Newbell exposes fear in a way that only those to whom fear is a reality can. She is beautifully honest about her own daily fears and how she, like so many of us, allows fear to fester in her heart and mind, robbing her of true joy in Christ (pg. 67). If we are to understand the nature of this joy robbing fear, however, we must understand the source of this fear. And I think Newbell hits the nail on the head when she identifies pride as the culprit (pg. 25). Pride leads to a preoccupation with self, and preoccupation with self leads to a firm desire to seek the approval of others. When all is said and done, we end up dissatisfied with ourselves, disappointed by others, and worst of all, failing to glorify God. This is why Newbell rightly addresses the fear of man from the onset. It is a fear that is born out of a desire to seek the approval of others. But how do we escape the fear of man? Far from giving us a list of things to do, Newbell points us to a glorious truth that governs how we as people of faith ought to act. “Christ is already pleased with you and with me,” (pg. 23) therefore, we must accept in faith that our heavenly father is pleased with us.

Godly Honesty

Newbell’s candidness about marriage, child rearing, sexuality, womanhood, motherhood, friendship, and basically whatever subject appears on these pages, is a breath of fresh air. Every personal event and detail of her life shared with the reader is soaking wet with the blood of Jesus. Perhaps the most arresting anecdote occurred in chapter four, as she recalls wrestling with the fear of experiencing multiple miscarriages, and then having to relive those fears with every pregnancy. This experience will undoubtedly resonate with many who struggle with these types of fears. Yet again, as the book so often does, we are reminded of a sound gospel application. Newbell points us to Ruth, who in the face of incredibly difficult odds was triumphant because she saw and embraced the fact that God is good (pg. 55). Examples abound, but you will have to buy the book to read them. I will say this. If more Christian’s followed Newbell’s path of godly honesty that seeks to minister to the broken and afflicted, then we would have less self-righteousness and more healing in our churches.
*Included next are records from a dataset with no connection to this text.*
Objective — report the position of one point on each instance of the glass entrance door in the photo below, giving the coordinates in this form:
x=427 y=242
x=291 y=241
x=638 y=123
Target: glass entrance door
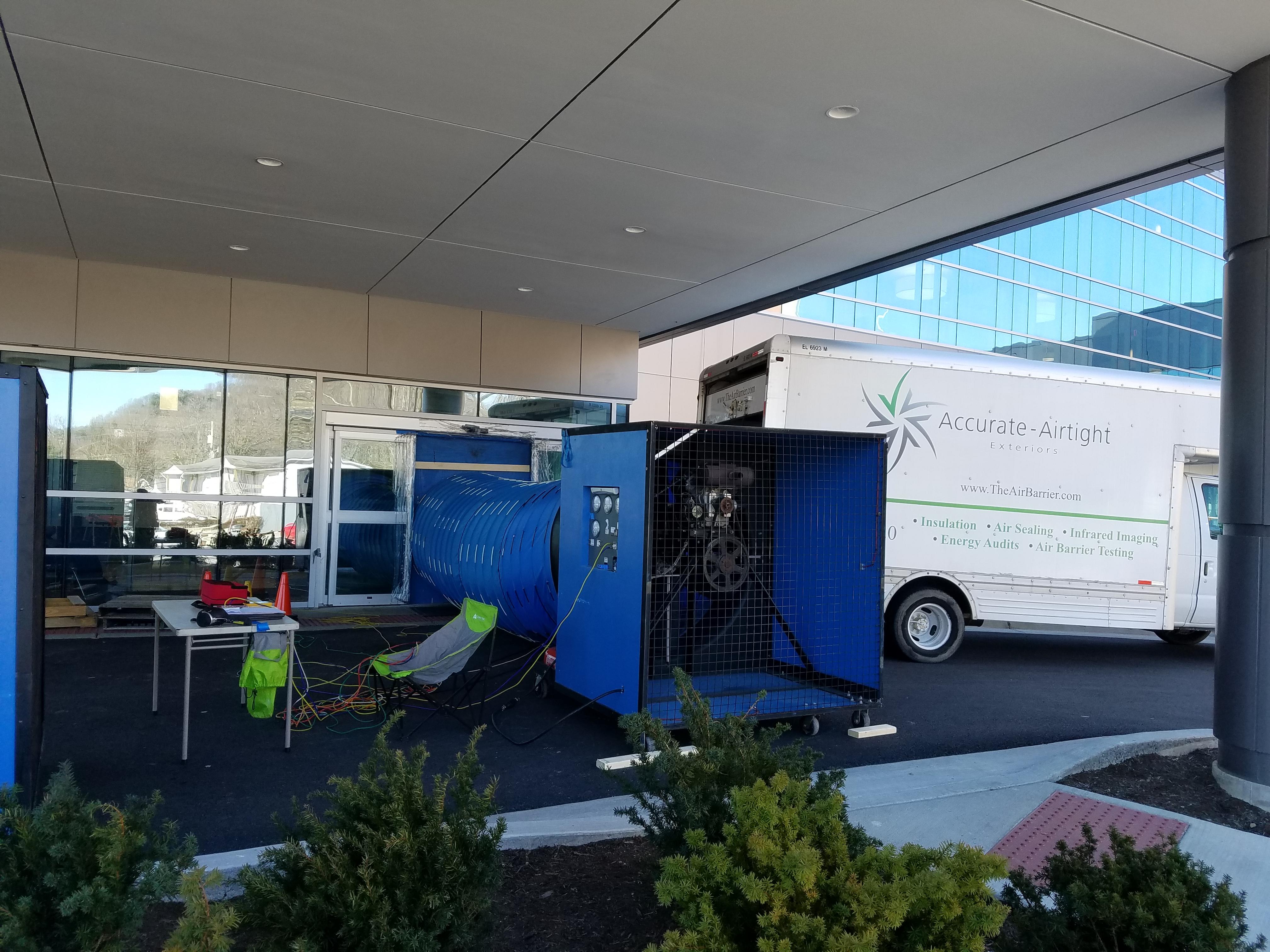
x=370 y=517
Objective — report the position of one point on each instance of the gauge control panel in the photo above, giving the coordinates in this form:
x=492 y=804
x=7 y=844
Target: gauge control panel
x=603 y=527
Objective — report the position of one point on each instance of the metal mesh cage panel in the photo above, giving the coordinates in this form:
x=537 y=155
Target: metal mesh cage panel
x=765 y=569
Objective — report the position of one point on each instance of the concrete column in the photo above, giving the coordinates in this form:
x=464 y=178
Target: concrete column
x=1241 y=706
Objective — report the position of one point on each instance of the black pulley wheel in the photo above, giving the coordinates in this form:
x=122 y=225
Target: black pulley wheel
x=928 y=626
x=727 y=564
x=1184 y=638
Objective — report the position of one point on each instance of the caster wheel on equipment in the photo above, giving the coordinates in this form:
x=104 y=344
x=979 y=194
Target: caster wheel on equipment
x=543 y=686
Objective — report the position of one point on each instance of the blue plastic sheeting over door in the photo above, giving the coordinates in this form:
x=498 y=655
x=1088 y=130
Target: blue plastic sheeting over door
x=489 y=539
x=468 y=451
x=11 y=391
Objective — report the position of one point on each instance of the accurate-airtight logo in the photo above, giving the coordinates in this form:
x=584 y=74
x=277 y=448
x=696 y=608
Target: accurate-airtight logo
x=902 y=419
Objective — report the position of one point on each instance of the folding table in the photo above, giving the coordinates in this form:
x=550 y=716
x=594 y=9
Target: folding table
x=180 y=617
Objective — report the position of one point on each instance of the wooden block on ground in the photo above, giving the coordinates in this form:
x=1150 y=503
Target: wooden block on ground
x=86 y=621
x=877 y=730
x=623 y=762
x=53 y=610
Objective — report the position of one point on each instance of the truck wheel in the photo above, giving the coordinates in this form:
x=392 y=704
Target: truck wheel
x=1184 y=637
x=928 y=626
Godly Fear Over Fear of Man

Newbell leads those gripped with fear to the only source that has the ability to break sinful fear, God. She masterfully weaves scripture and biblical principles together demonstrating that God’s character, word, and love give us ample reassurance that God will never leave us nor forsake us. But again, far from being a primer on what to do, Newbell points us to who we need to be. And if we ever hope to break the cycle of sinful fear, we must “be” the kind of people who will love the Lord with all of our heart (pg. 119). This is an important point that should not be lost on the reader. The Bible places the priority on godly character that produces godly actions. Fear of man is supplanted by godly fear only when we seek not to rid ourselves of fear through our own means. Instead, we are to seek and rely on God’s Spirit to give us a reverence for God.

Faith Healing

Though the book is written with a decided bent toward women in life and ministry, no one should feel excluded from these pages. Every aspect of every fear mentioned by Newbell, will pierce the soul of all those who read it. It is a book that takes seriously Paul’s words, “For we walk by faith and not by sight” (2 Corinthians 5:7). Fear focuses on sight, both the seen and unseen. Faith operates on the notion that regardless of what I see or don’t see, God is in control. And so, when you are fearful, Newbell wisely suggests that faith is the only answer. This is true faith healing in my opinion. Walking by faith is a constant and relentless pursuit of God’s peace and joy in the midst of our struggles. And that is precisely what Newbell’s, Fear and Faith emphasizes: A constant and relentless pursuit of God’s peace and joy as a way to combat the pangs of ungodly fear.